Thursday, January 19, 2006

Best Designed Book I've "Red"

I shouldn't have been surprised that Joshua Mowll, author of Operation: Red Jericho, works as a graphic artist for the Mail on Sunday. This is the best designed and packaged book for tweens and teens that I've ever seen. Inspired by Lemony Snicket's Series of Unfortunate Events, as well as Alan Moore's League of Extraordinary Gentleman, and Mike Mignola's BPRC, not to mention Dan Brown and the less contemporary H. Rider Haggard and Jules Verne, the book is high adventure in high style.

Mowll supposedly inherited the archives of his great-aunt, who was involved in an organization called the Honourable Guild of Specialists. From those archives, he compiled the story of an adventure undertaken by two young adults in 1920. After several family members and friends declined to take the pair under their wings, the siblings fall under the spell Captain MacKenzie, who's apparently on an adventure all his own.

The book takes the two to China, where they help thwart an attempt to take over the world. The story is solid but is given second shift by the book's design and packaging. The most notable aspect of the book is its design: its cover and packaging, the illustrations and sidebars, and the fold-out maps and diagrams. While these instances help tell the tale -- they make for a nice addition -- they're also used as a sort of short hand.

Why fully describe in narration and exposition what a ship or stronghold looks like if you can draw it in a map? Why fully detail or develop a character if you can offer a sketch or biographical sketch? This device can help a book, but it can also hurt it if it's used instead of other storytelling devices, not in addition to. Another notable aspect of the tome is its intertextual references. Within the story, the author name drops Hans Holbein's painting The Ambassadors -- now my desktop wallpaper (and the root of the Dan Brown comparison) -- the French poet Jacques Delille, Thomas Hardy's Tess of the D'Urbervilles, David Copperfield, and Wuthering Heights.

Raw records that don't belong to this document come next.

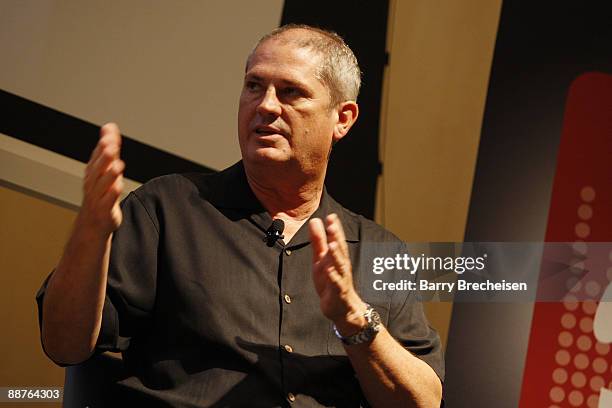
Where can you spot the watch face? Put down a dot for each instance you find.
(375, 318)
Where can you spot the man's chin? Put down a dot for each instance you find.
(268, 155)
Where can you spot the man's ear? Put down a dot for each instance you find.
(347, 115)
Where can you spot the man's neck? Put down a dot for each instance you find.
(292, 199)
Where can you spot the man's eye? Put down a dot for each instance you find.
(251, 85)
(291, 91)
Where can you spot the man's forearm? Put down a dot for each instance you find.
(74, 298)
(390, 376)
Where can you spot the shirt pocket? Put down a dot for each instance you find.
(335, 348)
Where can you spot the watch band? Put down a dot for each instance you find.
(367, 334)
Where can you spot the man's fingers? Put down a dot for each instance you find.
(107, 179)
(335, 233)
(318, 238)
(338, 258)
(112, 194)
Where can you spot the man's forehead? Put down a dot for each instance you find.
(280, 53)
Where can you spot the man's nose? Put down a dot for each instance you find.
(269, 104)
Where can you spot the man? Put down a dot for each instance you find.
(208, 314)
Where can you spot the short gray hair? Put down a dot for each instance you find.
(339, 70)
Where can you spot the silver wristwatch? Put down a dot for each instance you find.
(367, 334)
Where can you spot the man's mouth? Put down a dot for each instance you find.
(267, 131)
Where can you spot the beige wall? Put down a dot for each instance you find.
(435, 89)
(169, 73)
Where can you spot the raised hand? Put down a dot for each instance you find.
(103, 183)
(332, 275)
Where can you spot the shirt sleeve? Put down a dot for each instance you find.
(132, 276)
(408, 325)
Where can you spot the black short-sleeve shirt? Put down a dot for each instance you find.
(206, 314)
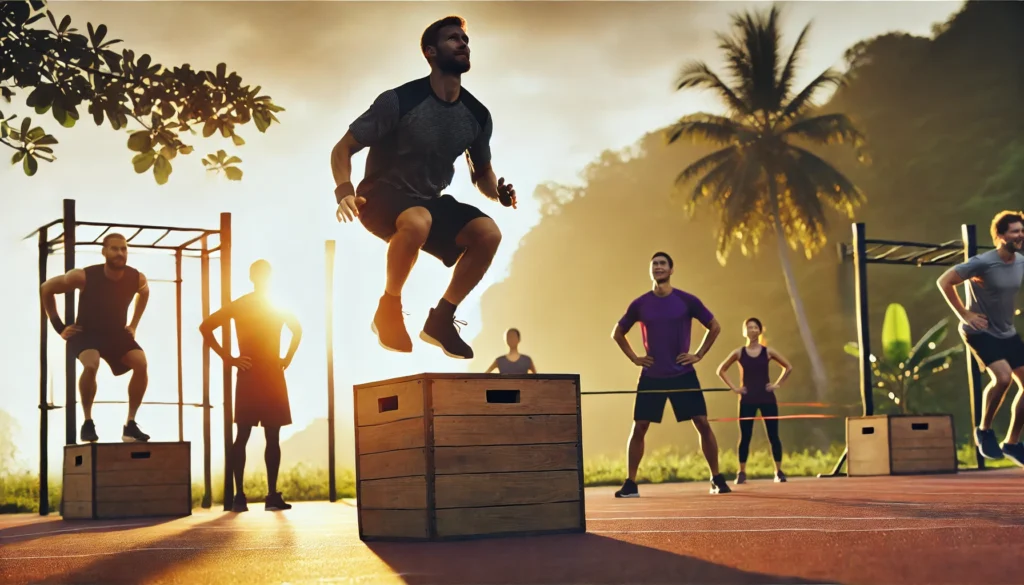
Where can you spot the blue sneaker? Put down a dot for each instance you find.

I'm not sure whether Mowlls falls prey to the shorthand mentioned above, but I need another book under my belt to fully decide. Until then, the book is interesting in a Raiders of the Lost Ark sense, indicative of where youth fiction might be going, and -- while not a clarion call that more books should be written by designers -- a sure sign that more books need to be better designed in the interactive sense.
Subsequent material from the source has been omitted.